El espacio que una vez albergó música y celebración en la avenida Independencia ahora está marcado por un silencio profundo y la presencia de ruinas que atestiguan la tragedia. El letrero del lugar, antes un símbolo de alegría, hoy representa una pérdida irreparable para la comunidad.
Los testimonios de quienes aún sufren las consecuencias coinciden en una mezcla de dolor, impotencia y la exigencia de respuestas. Un familiar de las víctimas, cuya voz se quiebra al recordar a su sobrino Paulino Lorenzo Lorenzo, quien falleció en el incidente junto a su esposa, lo describió como “un hombre incansable, dedicado completamente a sus tres hijas, que eran la luz de sus ojos”. Con firmeza, el entrevistado demandó: “No importa quién sea, político o poderoso. Un hecho como este tiene que tener consecuencias.

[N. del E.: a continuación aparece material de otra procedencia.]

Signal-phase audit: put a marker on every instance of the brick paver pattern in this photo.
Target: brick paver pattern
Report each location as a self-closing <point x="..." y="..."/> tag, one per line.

Lo que este país necesita es justicia para poder sanar”.
José Emilio Peguero Rojas, residente de la zona, expresa su imposibilidad de olvidar. “Era casi la una de la madrugada cuando lo vi en las noticias. Sentí que el mundo se me venía abajo”, relata. Peguero Rojas señala que muchos de sus amigos frecuentaban el lugar y lamenta la presunta negligencia: “Se hablaba de filtraciones, de problemas en el techo… pero nadie hizo nada. Eso pudo evitarse”. Para él, la tragedia no culminó esa noche. “El barrio no es el mismo. Perdimos gente cercana. Y todavía… todavía uno escucha en la cabeza a la gente pidiendo ayuda”, confiesa.
Desde la distancia, Benito de León rememora el caos: calles paralizadas, el ulular de sirenas e incertidumbre. “No sabía qué pasaba, pero se sentía algo terrible en el ambiente”, afirma. Asegura que la tristeza sigue latente en cada rincón de la ciudad.
Entre los recuerdos más impactantes se encuentra el de Lila. Esa noche, al oír las ambulancias, pensó en un accidente común, sin imaginar la magnitud del desastre. Al amanecer, la cruda realidad la confrontó. Decidió acercarse para ofrecer ayuda y fue testigo de una escena imborrable. “Una niña se me abrazó llorando y me dijo que su mamá estaba ahí… que había muerto. Yo no supe qué decirle… solo le pedí que le hablara a Dios”, narra Lila. Para ella, ese instante encapsula la tragedia: “Cada vez que uno pasa por aquí, siente la tristeza. Esto nos marcó como país”.
A un año de los hechos, las historias continúan reconstruyendo aquella madrugada. Sin embargo, lo que persiste inalterable es el clamor por justicia, ya que para quienes perdieron a sus seres queridos en la discoteca Jet Set, el dolor no desaparece, solo aprende a permanecer.